A boat joined them and rescued the woman, who was taken to the hospital because she was tired and suffering from hypothermia, he said.
The U.S. Coast Guard rescued at least 10 people: eight who were on rooftops in Pinetops on Sunday and two who were stranded Saturday night when their fishing vessel ran aground in Shallotte.
Officials with the state Department of Environmental Quality were onsite Sunday at two Duke Energy coal ash facilities in Robeson and Wayne counties to assess the impact of flooding from the storm.
Dare County was among the last areas of the state where Matthew hit before heading out to sea. Officials there told McCrory that 60 percent of the homes on Hatteras Island were flooded, and the county was closed to everyone except residents and first responders.
Donna Barnett, who lives in Hatteras village, said the water was a foot from coming in her house.
"My husband was born and raised here, his grandparents grew up here on this land, he said he's never seen the water so high," she said.
Chopper 9 Skyzoom tours devastation left by Matthew
On Sunday, Chopper 9 Skyzoom flew over the Carolina coast to give a better look at the extensive damage left by Matthew.
Before Chopper 9 even reached the coast, we could see the Pee Dee River in Anson County spilling over the dam -- a sign of how much rain the region got.
In Red Springs, southwest of Fayetteville, an entire neighborhood was flooded, water standing halfway up mailbox posts and reaching the undercarriage of trucks.
The damage got worse the closer Chopper 9 flew towards the coast.

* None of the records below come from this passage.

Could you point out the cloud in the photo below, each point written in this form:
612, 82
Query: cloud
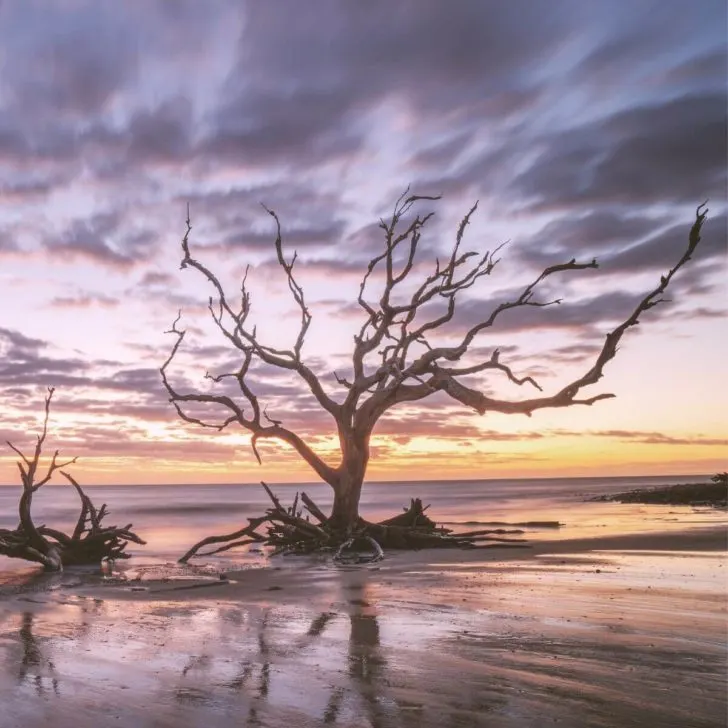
658, 438
672, 151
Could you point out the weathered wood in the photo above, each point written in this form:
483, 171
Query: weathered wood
289, 533
313, 509
90, 541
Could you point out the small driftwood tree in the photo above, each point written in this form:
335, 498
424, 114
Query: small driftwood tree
89, 543
394, 361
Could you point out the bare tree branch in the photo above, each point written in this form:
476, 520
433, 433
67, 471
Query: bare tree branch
395, 357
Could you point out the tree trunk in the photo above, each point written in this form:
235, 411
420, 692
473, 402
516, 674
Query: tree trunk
345, 512
347, 488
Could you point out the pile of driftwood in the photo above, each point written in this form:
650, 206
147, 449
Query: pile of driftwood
287, 530
89, 543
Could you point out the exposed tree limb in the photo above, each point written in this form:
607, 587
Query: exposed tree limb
395, 357
90, 542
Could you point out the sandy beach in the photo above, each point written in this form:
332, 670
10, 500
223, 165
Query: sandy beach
608, 631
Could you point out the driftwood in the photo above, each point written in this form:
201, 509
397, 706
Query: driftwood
288, 531
90, 541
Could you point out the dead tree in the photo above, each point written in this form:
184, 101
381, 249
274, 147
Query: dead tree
90, 541
394, 358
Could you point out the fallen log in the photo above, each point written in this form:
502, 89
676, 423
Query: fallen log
288, 533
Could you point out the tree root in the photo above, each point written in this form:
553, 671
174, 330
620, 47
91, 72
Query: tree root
89, 543
288, 531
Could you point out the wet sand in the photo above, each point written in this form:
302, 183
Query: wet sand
614, 631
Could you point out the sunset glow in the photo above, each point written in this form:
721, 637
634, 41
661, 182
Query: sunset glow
588, 130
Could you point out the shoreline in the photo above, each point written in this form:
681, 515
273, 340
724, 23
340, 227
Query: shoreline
576, 632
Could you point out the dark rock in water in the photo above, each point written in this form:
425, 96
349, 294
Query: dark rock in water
686, 494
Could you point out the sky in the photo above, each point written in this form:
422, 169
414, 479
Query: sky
583, 129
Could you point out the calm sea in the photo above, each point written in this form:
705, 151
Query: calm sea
173, 517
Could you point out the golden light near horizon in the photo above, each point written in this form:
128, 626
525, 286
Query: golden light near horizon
107, 144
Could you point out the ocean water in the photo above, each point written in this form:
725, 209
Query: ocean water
171, 518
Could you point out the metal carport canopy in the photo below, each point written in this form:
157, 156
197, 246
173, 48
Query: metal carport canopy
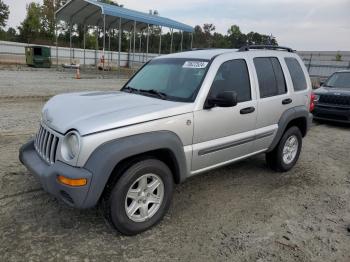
90, 12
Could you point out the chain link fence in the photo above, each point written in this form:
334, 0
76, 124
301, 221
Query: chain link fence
319, 64
14, 53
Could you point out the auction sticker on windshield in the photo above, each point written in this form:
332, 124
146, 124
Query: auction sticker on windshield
195, 64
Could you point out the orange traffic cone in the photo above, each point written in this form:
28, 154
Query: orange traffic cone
77, 76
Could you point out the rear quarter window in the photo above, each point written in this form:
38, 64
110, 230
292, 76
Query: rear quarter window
296, 73
270, 77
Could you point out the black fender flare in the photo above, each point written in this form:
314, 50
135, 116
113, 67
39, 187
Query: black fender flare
288, 116
105, 158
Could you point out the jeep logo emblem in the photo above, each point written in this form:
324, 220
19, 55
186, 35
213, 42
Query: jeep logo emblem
46, 116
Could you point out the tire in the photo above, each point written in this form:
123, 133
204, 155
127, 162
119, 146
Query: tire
131, 181
276, 160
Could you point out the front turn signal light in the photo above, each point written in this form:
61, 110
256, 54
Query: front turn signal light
72, 182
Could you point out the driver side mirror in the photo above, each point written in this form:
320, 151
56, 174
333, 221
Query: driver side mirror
222, 99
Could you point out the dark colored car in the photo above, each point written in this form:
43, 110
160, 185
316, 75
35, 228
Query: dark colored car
333, 98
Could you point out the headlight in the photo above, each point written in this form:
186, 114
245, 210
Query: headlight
70, 146
317, 97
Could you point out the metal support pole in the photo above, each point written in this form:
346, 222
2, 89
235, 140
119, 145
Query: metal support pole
133, 56
104, 42
140, 45
160, 40
191, 41
109, 47
172, 38
70, 42
120, 31
56, 35
182, 39
130, 49
147, 46
96, 46
84, 45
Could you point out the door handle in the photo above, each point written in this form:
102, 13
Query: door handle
287, 101
247, 110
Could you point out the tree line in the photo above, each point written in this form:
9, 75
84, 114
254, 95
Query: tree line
38, 27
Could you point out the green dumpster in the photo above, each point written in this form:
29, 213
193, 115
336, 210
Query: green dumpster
38, 56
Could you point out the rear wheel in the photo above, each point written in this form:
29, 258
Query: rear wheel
140, 198
287, 152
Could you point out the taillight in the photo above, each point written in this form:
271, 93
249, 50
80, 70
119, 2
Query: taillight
312, 102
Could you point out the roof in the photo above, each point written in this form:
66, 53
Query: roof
209, 54
90, 12
199, 54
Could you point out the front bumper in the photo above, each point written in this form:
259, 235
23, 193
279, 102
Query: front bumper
332, 113
47, 174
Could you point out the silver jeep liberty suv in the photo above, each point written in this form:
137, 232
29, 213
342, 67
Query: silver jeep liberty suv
180, 115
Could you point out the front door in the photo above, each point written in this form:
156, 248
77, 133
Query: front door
223, 134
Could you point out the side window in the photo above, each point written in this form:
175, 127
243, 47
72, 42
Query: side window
270, 76
296, 73
233, 76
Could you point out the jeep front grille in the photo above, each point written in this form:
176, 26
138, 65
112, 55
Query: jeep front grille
46, 143
335, 100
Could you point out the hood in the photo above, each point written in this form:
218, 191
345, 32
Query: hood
91, 112
332, 91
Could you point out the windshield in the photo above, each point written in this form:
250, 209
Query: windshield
170, 79
339, 80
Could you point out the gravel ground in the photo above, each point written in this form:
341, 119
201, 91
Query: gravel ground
34, 83
243, 212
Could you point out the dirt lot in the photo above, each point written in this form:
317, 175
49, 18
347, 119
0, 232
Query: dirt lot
243, 212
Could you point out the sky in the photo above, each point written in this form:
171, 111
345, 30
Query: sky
318, 25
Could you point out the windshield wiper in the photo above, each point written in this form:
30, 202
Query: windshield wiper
130, 90
159, 94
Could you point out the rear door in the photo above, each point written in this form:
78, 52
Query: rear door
274, 98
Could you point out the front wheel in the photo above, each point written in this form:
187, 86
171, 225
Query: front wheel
287, 152
141, 197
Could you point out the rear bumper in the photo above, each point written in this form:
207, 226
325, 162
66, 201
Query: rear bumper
47, 174
332, 113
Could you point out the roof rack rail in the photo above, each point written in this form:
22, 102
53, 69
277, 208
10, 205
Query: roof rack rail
269, 47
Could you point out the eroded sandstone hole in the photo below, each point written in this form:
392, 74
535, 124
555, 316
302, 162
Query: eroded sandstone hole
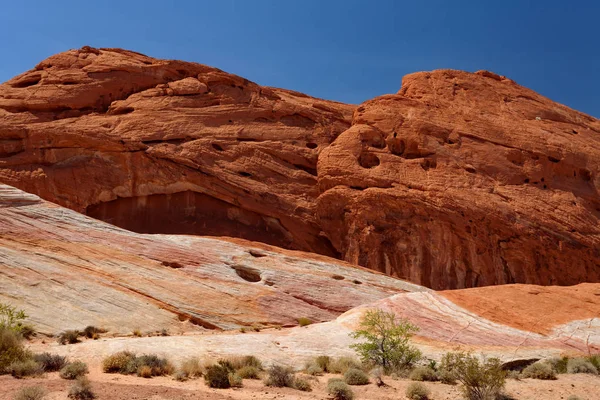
187, 213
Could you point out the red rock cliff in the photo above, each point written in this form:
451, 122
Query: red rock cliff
458, 180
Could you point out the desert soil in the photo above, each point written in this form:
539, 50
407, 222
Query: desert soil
121, 387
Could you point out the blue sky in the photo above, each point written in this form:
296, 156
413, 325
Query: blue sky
341, 50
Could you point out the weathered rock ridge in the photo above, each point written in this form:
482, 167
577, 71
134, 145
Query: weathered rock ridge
67, 270
458, 180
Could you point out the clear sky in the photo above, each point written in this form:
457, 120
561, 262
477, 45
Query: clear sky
343, 50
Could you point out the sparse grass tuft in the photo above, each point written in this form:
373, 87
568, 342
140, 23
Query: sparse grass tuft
217, 376
69, 337
191, 368
11, 349
355, 376
581, 366
302, 384
50, 362
117, 363
81, 390
279, 376
235, 380
339, 390
73, 370
30, 393
249, 372
423, 374
342, 364
25, 368
539, 370
559, 365
417, 391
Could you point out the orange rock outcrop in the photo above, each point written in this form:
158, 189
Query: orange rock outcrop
458, 180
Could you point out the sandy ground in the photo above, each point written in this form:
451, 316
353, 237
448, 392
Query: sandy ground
119, 387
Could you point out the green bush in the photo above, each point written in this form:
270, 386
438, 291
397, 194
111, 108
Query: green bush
11, 349
81, 390
339, 390
73, 370
144, 371
581, 366
244, 361
191, 368
355, 376
323, 362
558, 365
302, 385
595, 360
446, 377
417, 391
30, 393
249, 372
386, 341
539, 370
50, 362
158, 366
279, 376
27, 331
91, 332
128, 363
342, 364
12, 319
313, 369
217, 376
481, 380
423, 374
25, 368
235, 380
118, 362
69, 336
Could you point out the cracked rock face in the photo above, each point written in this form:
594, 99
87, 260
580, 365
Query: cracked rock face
68, 271
463, 180
158, 146
458, 180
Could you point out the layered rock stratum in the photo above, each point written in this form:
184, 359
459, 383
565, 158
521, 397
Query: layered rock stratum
67, 270
458, 180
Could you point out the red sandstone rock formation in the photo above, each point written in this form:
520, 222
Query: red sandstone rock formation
463, 180
161, 146
458, 180
68, 271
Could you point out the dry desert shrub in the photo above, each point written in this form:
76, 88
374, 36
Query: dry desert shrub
50, 362
539, 370
217, 376
25, 368
355, 376
302, 385
417, 391
30, 393
339, 390
423, 374
581, 366
73, 370
280, 376
81, 390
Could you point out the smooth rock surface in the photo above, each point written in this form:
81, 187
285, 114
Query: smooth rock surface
68, 271
463, 180
458, 180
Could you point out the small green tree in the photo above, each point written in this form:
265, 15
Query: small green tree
386, 340
11, 318
481, 380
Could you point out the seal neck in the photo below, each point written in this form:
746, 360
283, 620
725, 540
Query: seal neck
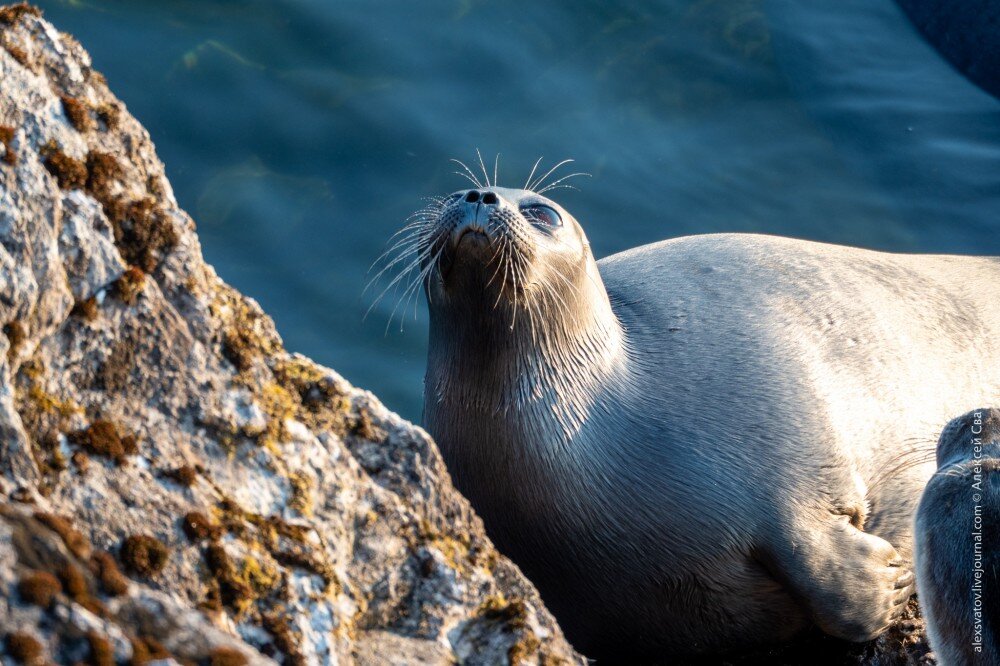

From Topsail Island, Chopper 9 flew 260 miles south to Edisto Beach, South Carolina. More than a day after the hurricane hit, damage was widespread -- from debris surrounded by flooded roads in Oak Island, to debris-filled yards on Ocean Isle and pieces of siding scattered on Holden Beach.
The worst damage that we saw was in Myrtle Beach, where Channel 9 meteorologists said a tornado ripped through, toppling a fence, snapping trees in a line before moving on to a golf course and nearby neighborhood.
.@WSOCChopper9 photos of flooding across North Carolina after #HurricaneMatthew pic.twitter.com/4YJyihpLqh
— WSOCTV (@wsoctv) October 9, 2016
Several piers took a hit along the beach as well.
“In other areas of Myrtle Beach, part of a road ripped away, a concrete sea wall was left in pieces and wood was scattered on the beach.
Further south, on Pawleys Island, you could actually see into a home after the roof was ripped off.
Where the tour of damage ended in Edisto Beach, neighborhoods were flooded with muddy water for blocks.